Something New, Something Old

In this issue of CHRISTIANITY TODAY the editors are calling to your attention umpteen thousand new significant books. So as a sort of antidote I’m calling to your attention one old significant book.

Don’t be scared by the title: Orthodoxy. It has a certain thundering quality that doesn’t really characterize the book.

Orthodoxy was written about 1909 by the magnificent G. K. Chesterton. It is the story of Chesterton’s discovery and embracing of Christianity—“not an ecclesiastical treatise but a sort of slovenly autobiography,” he says. The book is a joke on himself, he points out, as

… the man who with the utmost daring discovered what had been discovered before. If there is an element of farce in what follows, the farce is at my own expense; for this book recounts my elephantine adventures in pursuit of the obvious.… I am the fool of this story and no rebel shall hurl me from my throne.
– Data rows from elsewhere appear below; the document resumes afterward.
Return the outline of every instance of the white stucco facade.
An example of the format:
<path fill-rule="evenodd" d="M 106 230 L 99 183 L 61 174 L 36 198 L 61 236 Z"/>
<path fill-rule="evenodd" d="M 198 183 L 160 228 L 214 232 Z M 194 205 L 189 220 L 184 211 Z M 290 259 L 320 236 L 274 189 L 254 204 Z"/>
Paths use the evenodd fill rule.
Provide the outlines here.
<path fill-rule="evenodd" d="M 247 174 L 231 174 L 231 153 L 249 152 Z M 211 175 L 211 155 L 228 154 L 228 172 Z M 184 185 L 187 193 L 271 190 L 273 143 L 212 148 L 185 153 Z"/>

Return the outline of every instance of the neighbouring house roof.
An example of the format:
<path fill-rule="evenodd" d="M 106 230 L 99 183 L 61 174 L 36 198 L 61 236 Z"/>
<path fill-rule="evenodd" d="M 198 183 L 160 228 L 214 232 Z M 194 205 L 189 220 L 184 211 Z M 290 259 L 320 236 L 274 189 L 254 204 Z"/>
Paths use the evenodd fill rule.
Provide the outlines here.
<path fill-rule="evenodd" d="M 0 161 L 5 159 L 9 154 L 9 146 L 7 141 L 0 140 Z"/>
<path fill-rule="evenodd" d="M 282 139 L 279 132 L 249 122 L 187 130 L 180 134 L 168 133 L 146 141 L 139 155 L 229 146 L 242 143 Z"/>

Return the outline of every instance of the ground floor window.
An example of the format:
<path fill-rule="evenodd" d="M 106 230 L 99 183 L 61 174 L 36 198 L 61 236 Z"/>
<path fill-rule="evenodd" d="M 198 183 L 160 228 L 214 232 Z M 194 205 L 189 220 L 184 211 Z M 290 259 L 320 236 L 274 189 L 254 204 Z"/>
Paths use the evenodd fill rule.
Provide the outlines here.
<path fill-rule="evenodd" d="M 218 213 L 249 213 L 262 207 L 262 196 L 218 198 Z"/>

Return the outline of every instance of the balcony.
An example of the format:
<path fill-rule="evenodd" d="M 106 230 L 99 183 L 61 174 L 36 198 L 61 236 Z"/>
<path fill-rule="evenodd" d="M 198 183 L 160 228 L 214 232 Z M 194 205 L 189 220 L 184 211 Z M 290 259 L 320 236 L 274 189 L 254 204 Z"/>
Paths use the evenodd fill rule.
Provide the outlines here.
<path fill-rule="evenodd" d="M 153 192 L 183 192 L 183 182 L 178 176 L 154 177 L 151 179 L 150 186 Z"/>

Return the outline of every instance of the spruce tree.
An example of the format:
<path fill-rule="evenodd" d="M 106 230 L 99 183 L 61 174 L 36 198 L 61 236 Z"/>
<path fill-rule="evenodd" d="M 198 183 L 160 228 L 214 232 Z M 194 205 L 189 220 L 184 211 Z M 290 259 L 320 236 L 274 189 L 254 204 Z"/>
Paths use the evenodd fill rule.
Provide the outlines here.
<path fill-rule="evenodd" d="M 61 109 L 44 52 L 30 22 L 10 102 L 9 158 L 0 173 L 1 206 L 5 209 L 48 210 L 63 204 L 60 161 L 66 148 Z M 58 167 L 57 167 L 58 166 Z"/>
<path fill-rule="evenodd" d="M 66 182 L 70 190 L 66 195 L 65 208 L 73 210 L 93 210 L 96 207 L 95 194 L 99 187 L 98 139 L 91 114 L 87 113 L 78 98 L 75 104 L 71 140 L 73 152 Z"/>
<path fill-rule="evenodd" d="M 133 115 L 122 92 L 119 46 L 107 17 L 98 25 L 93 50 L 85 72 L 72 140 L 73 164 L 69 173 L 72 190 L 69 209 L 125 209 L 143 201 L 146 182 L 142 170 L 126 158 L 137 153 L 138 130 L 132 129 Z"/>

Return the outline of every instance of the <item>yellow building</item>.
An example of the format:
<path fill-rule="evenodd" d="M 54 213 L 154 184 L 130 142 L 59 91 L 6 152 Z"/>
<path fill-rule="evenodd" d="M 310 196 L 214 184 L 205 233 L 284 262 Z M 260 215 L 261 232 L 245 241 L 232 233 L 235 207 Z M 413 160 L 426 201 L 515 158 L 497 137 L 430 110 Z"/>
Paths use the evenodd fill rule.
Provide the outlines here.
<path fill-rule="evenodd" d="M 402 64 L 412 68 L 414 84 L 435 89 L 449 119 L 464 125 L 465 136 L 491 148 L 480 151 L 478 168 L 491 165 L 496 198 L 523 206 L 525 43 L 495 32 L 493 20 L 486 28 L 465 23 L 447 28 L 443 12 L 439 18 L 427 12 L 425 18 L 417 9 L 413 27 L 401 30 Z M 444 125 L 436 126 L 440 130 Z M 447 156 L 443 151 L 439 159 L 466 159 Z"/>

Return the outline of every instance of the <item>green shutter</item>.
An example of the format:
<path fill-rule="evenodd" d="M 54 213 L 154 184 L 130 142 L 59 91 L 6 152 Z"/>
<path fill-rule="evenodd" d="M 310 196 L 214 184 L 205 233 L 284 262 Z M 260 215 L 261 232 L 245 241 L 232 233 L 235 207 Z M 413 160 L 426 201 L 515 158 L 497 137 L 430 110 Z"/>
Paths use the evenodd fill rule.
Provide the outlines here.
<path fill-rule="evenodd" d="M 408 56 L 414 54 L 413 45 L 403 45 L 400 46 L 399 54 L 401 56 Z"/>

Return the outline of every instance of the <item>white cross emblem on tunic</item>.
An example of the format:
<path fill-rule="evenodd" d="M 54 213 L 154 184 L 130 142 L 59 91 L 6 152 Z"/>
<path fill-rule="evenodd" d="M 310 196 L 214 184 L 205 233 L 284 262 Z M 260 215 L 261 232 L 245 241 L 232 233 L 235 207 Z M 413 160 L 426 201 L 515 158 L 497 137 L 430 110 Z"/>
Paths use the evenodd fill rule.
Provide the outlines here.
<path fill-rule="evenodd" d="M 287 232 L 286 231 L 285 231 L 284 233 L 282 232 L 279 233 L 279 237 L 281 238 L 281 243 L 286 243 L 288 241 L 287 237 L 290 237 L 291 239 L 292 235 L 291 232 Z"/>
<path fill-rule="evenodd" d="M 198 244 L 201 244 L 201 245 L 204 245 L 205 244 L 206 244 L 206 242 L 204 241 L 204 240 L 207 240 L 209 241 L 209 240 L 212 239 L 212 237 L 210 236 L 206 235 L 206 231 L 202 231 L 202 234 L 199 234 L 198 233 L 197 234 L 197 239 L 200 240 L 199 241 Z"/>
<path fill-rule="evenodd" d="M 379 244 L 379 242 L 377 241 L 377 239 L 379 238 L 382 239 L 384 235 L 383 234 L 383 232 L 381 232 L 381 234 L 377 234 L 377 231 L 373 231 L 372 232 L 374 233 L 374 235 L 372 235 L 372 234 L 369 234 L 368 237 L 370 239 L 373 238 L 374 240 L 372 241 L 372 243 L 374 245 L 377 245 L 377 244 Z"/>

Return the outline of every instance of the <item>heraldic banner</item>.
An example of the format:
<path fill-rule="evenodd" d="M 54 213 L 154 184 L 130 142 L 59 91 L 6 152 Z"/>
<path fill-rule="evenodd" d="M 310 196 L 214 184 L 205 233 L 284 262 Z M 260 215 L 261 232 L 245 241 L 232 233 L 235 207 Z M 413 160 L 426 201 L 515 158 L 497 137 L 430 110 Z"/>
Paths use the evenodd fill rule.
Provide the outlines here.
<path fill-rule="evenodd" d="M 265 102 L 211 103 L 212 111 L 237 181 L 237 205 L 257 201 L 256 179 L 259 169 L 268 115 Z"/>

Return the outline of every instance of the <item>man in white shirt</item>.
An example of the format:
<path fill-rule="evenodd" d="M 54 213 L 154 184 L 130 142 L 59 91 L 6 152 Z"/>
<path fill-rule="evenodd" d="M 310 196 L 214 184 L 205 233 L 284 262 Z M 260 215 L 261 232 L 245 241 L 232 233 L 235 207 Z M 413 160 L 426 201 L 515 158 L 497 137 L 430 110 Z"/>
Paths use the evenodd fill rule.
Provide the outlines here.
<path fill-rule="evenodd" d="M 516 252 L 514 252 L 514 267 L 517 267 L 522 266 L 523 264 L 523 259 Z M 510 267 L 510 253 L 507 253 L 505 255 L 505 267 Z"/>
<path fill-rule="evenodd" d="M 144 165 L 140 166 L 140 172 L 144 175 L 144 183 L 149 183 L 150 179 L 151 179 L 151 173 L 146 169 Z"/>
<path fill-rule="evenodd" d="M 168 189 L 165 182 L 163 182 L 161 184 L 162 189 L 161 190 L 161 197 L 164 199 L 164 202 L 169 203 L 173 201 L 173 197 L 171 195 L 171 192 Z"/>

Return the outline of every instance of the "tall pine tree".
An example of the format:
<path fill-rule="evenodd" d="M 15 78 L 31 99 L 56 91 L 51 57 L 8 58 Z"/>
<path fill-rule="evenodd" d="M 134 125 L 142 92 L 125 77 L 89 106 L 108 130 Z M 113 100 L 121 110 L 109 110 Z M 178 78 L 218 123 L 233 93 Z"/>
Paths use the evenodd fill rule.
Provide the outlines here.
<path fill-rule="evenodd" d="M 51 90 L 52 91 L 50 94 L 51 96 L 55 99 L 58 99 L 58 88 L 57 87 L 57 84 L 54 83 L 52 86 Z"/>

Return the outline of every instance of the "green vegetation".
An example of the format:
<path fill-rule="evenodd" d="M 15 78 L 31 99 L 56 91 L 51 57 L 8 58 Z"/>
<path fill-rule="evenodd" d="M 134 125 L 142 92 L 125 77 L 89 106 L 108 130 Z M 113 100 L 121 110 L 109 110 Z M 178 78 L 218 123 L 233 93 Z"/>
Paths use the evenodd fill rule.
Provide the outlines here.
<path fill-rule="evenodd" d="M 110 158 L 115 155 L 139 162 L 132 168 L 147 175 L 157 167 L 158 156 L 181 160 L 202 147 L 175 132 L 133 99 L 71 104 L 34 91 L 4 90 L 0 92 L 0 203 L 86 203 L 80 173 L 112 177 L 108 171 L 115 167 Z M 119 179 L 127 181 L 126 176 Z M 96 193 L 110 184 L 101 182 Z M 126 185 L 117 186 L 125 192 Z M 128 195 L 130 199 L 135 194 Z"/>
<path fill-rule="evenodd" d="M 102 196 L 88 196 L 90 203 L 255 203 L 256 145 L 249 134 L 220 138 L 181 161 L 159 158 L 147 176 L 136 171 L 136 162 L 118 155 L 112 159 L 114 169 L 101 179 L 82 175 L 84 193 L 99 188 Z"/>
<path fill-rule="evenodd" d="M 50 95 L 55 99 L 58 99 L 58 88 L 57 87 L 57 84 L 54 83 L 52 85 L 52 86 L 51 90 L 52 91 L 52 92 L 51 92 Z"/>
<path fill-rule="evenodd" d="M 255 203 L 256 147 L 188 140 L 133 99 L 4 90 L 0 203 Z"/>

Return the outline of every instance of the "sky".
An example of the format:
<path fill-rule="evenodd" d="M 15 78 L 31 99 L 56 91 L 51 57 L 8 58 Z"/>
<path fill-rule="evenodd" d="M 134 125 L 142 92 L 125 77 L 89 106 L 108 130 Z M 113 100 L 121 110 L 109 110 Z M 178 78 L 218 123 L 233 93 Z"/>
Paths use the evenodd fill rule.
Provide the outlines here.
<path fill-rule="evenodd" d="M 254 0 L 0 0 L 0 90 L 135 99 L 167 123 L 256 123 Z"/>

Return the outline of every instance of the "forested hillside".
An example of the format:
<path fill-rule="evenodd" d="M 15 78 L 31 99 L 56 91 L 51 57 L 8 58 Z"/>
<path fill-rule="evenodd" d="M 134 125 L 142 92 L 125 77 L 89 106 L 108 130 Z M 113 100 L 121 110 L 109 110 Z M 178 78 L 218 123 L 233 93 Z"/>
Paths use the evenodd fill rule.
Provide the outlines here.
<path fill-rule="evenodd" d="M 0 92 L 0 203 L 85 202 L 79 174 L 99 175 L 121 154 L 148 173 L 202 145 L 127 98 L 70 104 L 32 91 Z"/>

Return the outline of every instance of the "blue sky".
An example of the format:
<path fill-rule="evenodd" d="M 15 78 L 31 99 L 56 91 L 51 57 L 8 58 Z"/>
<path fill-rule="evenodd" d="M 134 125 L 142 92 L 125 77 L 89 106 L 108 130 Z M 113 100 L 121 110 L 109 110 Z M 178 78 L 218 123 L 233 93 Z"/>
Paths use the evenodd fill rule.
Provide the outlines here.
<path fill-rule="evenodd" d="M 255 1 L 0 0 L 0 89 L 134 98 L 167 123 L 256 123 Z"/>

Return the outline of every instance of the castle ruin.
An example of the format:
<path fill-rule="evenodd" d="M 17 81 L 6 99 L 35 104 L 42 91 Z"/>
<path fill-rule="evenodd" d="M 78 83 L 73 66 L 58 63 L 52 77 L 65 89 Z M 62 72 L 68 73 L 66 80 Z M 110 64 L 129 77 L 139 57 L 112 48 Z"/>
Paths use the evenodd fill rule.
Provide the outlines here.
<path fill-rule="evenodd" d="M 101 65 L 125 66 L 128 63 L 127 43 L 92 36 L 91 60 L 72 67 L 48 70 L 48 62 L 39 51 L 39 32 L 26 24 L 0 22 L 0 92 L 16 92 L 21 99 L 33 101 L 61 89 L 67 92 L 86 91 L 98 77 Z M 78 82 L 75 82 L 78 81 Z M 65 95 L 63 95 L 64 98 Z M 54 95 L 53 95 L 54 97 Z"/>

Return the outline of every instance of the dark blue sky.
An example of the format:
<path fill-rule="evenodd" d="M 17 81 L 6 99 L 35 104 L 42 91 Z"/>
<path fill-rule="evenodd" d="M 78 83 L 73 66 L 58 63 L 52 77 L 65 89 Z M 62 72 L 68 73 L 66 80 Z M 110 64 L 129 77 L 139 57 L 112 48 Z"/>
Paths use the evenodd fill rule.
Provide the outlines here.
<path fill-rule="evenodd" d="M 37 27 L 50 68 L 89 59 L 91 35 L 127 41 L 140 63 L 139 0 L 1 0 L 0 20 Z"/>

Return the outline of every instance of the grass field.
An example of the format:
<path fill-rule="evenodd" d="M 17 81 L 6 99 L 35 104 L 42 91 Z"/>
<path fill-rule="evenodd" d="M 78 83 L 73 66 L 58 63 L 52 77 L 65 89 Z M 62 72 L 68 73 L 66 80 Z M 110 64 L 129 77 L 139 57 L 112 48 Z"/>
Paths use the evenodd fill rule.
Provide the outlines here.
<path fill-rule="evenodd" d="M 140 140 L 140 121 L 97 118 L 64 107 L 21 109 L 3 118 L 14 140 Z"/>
Chesterton offers brilliant insights in a pithy way that makes Orthodoxy a priceless quotation source. These will give you some of the flavor and scope of the book.

On the mischief of misplaced virtues:

But what we suffer from today is humility in the wrong place. Modesty has moved from the organ of ambition. Modesty has settled upon the organ of conviction; where it was never meant to be. A man was meant to be doubtful about himself, but undoubting about the truth; this has been exactly reversed.… We are on the road to producing a race of men too mentally modest to believe the multiplication table.

On rebels and rebellion:

The Jacobin could tell you not only the system he would rebel against, but (what was more important) the system he would not rebel against, the system he would trust. But the new rebel is a sceptic, and will not entirely trust anything.… By rebelling against everything he has lost the right to rebel against anything.

On legends and history:

It is quite easy to see why a legend is treated, and ought to be treated, more respectfully than a book of history. The legend is generally made by the majority of people in the village, who are sane. The book is generally written by the one man in the village who is mad.

On democracy and tradition:

Democracy tells us not to neglect a good man’s opinion, even if he is our groom; tradition asks us not to neglect a good man’s opinion, even if he is our father.

On purpose in nature:

So one elephant having a trunk was odd; but all elephants having a trunk looked like a plot.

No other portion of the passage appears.